Identifying themes in your data with Clusters
In this tutorial, you'll learn:
- How Embeddings and Clusters work
- How to leverage them to identify common themes in your data
Embeddings and Clusters
Embeddings are numerical representations of concepts within text, image, or audio data.
Quantifying the semantic similarity of your data opens up several possibilities. For instance, by embedding a Telnyx storage bucket, you can search for similar content within your bucket.
This tutorial is focused on another application of embeddings: analyzing how your semantic data is clustered, which provides insight into common themes and niche subtopics.
For example, pictured below are clusters of embeddings computed for the novel The Great Gatsby.
Clustering content with Telnyx
Embed your documents
Embedding your content in a Telnyx storage bucket is a prerequisite for computing these clusters. For more information, check out our Embeddings tutorial.
Identify clusters
Once your documents are embedded, you can compute clusters via API.
The optional prefix
and files
parameters allow you to specfiy a subset of your bucket you would like to cluster.
The min_cluster_size
and min_subcluster_size
parameters control how clusters are identified.
Top-level clusters should be thought of as identifying broad themes in your data. Choose min_cluster_size
based on the minimum data points you would like to constitute a broader theme.
Sub-clusters should be thought of as identifying more specific topics within a broader theme. Choose min_subcluster_size
based on the minimum data points you would like to constitute a more niche subtopic.
Identifying themes in The Great Gatsby
To demonstrate embedding and clustering a Telnyx storage bucket, we will be using the text from The Great Gatsby.
Upload to Telnyx Storage
You can upload objects to Telnyx's S3-Compatible storage API using our quickstart or with our drag-and-drop interface in the portal.
Embed your documents
Once you've uploaded your documents, you can embed them via API or by clicking the "Embed for AI Use" button in the portal while viewing your storage bucket's contents.

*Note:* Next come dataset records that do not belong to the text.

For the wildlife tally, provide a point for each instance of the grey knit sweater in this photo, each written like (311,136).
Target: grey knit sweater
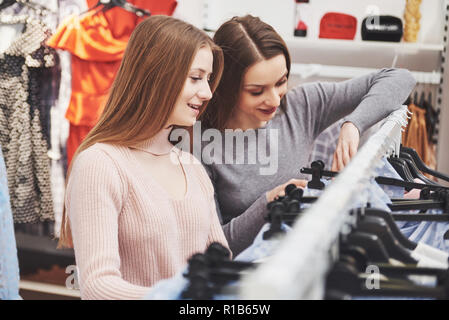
(270,156)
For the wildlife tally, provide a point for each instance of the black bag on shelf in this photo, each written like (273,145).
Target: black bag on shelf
(382,28)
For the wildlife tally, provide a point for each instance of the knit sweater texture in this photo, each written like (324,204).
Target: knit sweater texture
(128,233)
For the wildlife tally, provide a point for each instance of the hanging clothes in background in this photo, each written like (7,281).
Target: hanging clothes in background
(97,41)
(53,92)
(416,135)
(9,265)
(23,110)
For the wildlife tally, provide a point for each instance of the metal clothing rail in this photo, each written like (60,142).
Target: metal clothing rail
(308,70)
(298,268)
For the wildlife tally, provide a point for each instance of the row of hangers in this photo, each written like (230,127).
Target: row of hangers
(374,239)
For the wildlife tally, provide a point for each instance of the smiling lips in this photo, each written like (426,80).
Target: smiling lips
(268,111)
(194,107)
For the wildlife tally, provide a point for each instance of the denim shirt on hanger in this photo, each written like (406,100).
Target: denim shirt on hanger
(9,266)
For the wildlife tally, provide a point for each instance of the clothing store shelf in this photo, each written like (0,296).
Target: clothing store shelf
(346,72)
(44,290)
(38,252)
(335,44)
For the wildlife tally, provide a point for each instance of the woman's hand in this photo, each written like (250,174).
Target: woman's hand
(279,191)
(348,143)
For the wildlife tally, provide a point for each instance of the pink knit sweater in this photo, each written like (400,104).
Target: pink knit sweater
(127,232)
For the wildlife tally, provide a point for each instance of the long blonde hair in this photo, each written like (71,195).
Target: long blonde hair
(149,81)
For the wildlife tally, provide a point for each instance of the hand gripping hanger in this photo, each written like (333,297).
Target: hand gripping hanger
(298,269)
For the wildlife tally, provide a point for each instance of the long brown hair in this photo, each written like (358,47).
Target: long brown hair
(149,81)
(244,41)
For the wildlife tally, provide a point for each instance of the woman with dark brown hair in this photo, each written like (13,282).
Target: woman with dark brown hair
(136,206)
(252,103)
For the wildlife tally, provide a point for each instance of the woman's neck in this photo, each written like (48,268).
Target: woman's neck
(244,123)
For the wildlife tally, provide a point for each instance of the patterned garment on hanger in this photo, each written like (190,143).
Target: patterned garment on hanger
(9,266)
(21,134)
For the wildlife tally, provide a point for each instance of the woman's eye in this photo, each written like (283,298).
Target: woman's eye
(280,83)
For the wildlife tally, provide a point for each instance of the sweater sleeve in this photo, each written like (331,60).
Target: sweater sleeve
(94,198)
(363,100)
(241,231)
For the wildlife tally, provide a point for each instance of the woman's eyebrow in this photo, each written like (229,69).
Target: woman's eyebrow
(201,70)
(262,85)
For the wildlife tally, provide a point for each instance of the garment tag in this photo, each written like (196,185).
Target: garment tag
(9,33)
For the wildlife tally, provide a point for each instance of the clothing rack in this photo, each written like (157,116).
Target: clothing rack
(318,70)
(298,268)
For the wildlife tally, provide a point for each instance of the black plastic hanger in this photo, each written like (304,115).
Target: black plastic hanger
(319,172)
(371,243)
(422,166)
(401,168)
(386,216)
(380,228)
(414,169)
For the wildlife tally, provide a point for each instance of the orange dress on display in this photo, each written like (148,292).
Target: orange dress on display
(97,42)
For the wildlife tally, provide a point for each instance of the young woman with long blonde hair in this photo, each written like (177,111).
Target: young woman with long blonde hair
(135,208)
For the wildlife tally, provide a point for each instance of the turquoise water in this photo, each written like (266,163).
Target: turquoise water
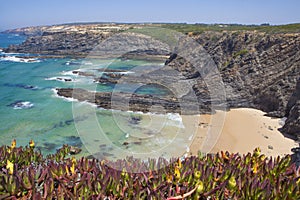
(30,108)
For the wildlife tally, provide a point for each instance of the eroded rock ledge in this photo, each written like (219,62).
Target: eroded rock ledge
(123,101)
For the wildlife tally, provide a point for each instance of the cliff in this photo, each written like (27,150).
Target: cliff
(259,69)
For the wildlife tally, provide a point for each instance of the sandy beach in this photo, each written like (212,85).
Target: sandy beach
(238,130)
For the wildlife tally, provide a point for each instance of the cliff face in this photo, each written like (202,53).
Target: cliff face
(259,70)
(292,124)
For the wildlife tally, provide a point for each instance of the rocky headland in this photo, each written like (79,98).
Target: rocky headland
(259,69)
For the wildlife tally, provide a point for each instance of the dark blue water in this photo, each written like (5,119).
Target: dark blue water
(30,108)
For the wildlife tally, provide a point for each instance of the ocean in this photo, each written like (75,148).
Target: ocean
(31,109)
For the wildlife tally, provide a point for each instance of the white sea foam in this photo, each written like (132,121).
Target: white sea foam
(69,73)
(19,59)
(22,105)
(60,78)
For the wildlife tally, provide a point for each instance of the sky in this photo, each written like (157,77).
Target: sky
(23,13)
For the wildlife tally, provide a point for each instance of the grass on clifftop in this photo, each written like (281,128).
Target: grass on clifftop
(199,28)
(26,174)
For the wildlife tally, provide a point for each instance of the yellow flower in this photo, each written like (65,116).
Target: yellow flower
(31,144)
(73,165)
(177,173)
(200,187)
(10,167)
(169,178)
(254,168)
(256,152)
(179,163)
(224,156)
(232,182)
(13,144)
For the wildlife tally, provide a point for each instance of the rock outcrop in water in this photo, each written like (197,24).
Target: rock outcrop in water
(259,70)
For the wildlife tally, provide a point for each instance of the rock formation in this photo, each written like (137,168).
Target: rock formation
(259,70)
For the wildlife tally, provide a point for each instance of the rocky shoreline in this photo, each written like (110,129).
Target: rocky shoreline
(259,70)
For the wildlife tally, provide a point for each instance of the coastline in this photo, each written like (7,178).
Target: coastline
(244,129)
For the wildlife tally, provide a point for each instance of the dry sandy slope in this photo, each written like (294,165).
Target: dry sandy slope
(241,131)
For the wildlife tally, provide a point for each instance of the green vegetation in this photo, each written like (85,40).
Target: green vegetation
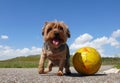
(32,61)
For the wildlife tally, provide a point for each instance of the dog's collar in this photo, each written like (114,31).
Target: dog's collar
(59,49)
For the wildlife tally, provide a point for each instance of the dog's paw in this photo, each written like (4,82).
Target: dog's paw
(41,71)
(68,72)
(59,73)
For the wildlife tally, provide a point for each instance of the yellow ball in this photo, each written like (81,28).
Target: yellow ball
(87,61)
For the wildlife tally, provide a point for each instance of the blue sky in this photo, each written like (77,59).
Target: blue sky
(93,23)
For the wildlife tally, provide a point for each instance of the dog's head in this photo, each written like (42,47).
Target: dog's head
(55,33)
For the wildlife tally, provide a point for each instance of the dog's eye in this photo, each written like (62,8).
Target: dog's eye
(49,29)
(60,28)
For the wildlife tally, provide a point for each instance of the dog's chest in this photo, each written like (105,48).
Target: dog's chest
(56,56)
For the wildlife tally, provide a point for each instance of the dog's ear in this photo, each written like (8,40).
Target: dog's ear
(43,30)
(68,33)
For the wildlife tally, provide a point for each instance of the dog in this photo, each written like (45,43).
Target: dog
(55,35)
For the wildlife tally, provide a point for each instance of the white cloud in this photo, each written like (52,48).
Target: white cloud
(4,37)
(116,33)
(7,52)
(99,43)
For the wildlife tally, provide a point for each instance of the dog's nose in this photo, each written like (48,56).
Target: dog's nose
(56,34)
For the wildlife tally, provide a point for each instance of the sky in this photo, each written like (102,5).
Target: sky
(94,23)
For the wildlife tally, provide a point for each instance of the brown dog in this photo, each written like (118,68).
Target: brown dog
(55,35)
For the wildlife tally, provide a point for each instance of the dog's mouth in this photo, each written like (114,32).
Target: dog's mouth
(56,41)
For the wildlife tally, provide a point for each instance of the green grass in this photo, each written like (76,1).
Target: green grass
(33,61)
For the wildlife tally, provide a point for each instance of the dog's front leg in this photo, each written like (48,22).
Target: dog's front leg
(61,65)
(41,64)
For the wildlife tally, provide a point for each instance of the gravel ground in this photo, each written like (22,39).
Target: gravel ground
(30,75)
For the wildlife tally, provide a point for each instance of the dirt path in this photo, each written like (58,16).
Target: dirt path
(30,75)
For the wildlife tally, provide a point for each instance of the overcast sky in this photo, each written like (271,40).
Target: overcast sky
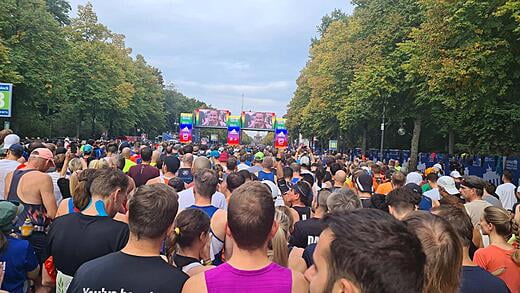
(216,51)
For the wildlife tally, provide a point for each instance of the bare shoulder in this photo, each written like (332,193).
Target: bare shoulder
(299,284)
(196,283)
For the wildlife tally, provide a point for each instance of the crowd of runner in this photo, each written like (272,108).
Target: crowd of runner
(115,216)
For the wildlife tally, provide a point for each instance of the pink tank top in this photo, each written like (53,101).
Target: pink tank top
(225,278)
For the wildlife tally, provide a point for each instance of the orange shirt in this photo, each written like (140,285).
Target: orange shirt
(493,258)
(384,188)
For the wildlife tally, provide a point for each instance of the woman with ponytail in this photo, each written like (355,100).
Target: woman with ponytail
(279,250)
(188,245)
(500,258)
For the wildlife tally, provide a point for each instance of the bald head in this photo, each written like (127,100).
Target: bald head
(340,177)
(126,153)
(200,163)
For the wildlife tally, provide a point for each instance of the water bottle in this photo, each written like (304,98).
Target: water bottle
(27,228)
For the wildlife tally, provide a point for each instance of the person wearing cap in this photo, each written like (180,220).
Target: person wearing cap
(472,189)
(257,166)
(17,255)
(448,191)
(169,169)
(32,187)
(9,164)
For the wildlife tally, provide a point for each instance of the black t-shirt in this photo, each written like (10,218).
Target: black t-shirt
(120,272)
(75,238)
(304,212)
(307,254)
(476,280)
(306,232)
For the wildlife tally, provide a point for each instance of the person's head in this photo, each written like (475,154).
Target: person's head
(15,151)
(126,153)
(498,221)
(472,188)
(320,201)
(507,176)
(340,177)
(146,154)
(206,182)
(231,164)
(98,164)
(398,179)
(111,185)
(350,256)
(191,229)
(268,163)
(296,168)
(459,220)
(200,163)
(41,159)
(170,165)
(401,201)
(234,180)
(299,193)
(280,250)
(187,160)
(287,172)
(443,251)
(343,200)
(151,211)
(250,216)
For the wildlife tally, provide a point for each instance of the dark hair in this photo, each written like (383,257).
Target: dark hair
(250,215)
(188,226)
(358,254)
(443,251)
(459,220)
(507,174)
(82,195)
(304,190)
(107,181)
(234,180)
(231,163)
(432,176)
(402,200)
(206,182)
(146,154)
(287,172)
(151,210)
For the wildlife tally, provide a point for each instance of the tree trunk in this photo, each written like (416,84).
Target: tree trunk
(364,140)
(414,150)
(451,142)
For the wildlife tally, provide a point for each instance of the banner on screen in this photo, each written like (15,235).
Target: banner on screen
(211,118)
(185,128)
(258,120)
(280,139)
(6,92)
(280,123)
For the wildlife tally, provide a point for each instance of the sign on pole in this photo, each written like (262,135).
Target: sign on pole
(233,124)
(185,127)
(333,145)
(6,93)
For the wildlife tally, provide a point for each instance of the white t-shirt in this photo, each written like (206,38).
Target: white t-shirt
(6,166)
(187,199)
(506,194)
(433,194)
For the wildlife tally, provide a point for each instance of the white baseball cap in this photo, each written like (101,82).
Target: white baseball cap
(9,140)
(455,174)
(448,184)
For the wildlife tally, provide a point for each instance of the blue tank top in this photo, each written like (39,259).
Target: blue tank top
(262,175)
(209,210)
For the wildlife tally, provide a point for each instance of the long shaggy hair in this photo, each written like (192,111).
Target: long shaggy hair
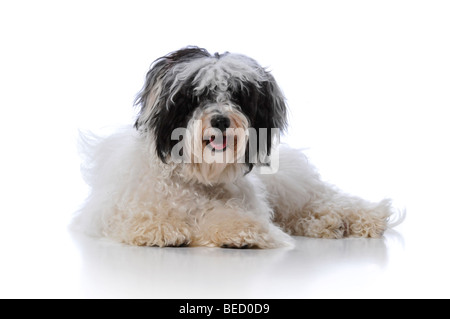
(184,175)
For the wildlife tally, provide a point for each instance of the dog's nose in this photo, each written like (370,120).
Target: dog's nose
(220,122)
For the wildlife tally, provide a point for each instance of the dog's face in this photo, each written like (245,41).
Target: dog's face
(214,115)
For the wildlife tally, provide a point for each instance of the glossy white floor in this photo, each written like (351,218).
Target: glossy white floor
(367,86)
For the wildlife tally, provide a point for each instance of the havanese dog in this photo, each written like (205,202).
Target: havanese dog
(203,166)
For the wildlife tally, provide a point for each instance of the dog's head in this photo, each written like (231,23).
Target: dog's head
(216,115)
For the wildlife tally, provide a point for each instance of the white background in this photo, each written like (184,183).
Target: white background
(368,85)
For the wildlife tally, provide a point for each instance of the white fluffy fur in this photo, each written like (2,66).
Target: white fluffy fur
(139,200)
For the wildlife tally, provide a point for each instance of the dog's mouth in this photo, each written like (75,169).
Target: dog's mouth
(218,143)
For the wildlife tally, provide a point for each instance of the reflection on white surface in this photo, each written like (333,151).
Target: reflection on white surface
(114,270)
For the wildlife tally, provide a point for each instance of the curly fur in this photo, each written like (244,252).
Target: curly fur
(141,196)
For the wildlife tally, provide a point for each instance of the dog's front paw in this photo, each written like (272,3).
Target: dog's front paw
(145,231)
(243,234)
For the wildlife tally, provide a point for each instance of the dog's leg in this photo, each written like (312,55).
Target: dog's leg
(229,228)
(149,229)
(306,206)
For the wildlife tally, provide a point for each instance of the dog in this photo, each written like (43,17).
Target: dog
(203,166)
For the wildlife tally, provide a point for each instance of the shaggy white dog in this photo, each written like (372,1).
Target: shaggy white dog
(202,167)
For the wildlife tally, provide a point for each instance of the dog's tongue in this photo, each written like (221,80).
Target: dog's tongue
(216,143)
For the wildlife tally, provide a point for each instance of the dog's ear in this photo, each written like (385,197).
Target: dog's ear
(159,80)
(159,98)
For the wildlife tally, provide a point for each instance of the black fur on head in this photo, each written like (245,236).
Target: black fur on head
(180,82)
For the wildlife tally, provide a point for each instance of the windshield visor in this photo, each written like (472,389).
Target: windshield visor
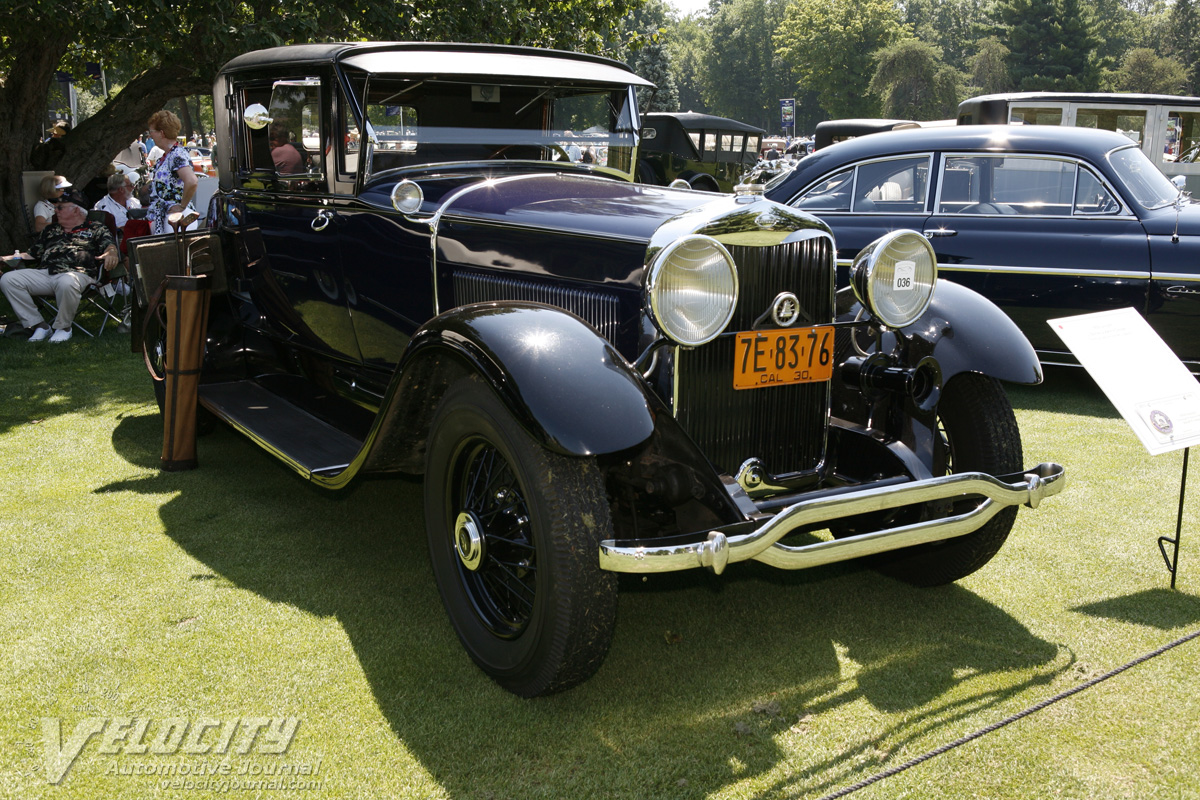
(1146,184)
(419,122)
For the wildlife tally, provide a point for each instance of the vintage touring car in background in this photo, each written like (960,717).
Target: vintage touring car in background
(593,376)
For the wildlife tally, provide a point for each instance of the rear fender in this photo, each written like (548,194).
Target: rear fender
(967,332)
(964,331)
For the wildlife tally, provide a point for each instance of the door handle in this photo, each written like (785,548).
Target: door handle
(322,221)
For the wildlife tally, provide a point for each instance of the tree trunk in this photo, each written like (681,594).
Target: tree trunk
(185,118)
(22,125)
(90,146)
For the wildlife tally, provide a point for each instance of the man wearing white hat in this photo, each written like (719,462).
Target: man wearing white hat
(71,251)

Behind the scenes, your documents will be processed into chunks and each chunk will be "embedded" based on its contents. Each chunk will be a single data point used in the clustering step.
Compute clusters
You can compute multiple clusterings on the same data. This is helpful to tweak the parameters to find the best clusters for your data. Below is an example API request
$ curl --request POST \
--url https://api.telnyx.com/v2/ai/clusters \
--header "Authorization: Bearer $TELNYX_API_KEY" \
--header 'Content-Type: application/json' \
--data '{
"bucket": "cluster-gatsby",
"min_cluster_size": 50,
"min_subcluster_size": 10
}'
And the response
{"data":{"task_id":"04dd624f-c9b3-4fc8-8cec-492c8696e9ea"}}
Inspect clusters
You can then take that task_id
and view the clusters structured as JSON via
$ curl --request GET \
--url "https://api.telnyx.com/v2/ai/clusters/04dd624f-c9b3-4fc8-8cec-492c8696e9ea?show_subclusters=true" \
--header "Authorization: Bearer $TELNYX_API_KEY"
If you want to see example data from each cluster, you can also pass the top_n_nodes
query parameter which will include the top N most central data points for each cluster.
You can also view a simple graph of the clusters via
$ curl --request GET \
--url "https://api.telnyx.com/v2/ai/clusters/04dd624f-c9b3-4fc8-8cec-492c8696e9ea/graph" \
--header "Authorization: Bearer $TELNYX_API_KEY" --output clusters.png
If you want to look at a cluster's subclusters, you can pass the cluster_id
query parameter. Here is a closer look at the sub-clusters related to the cluster for "Daisy's Past" using this endpoint
NoteThe initial parameters can have a large effect on the computed clusters, and the "right" clusters depend heavily on your data set and your goals, so you may have to play around a bit to find what works best. The general idea is that raising
min_cluster_size
will result in broader, more generic clusters.
You can also compute as many configurations over your data as you like so you have multiple ways of clustering your data if you'd like.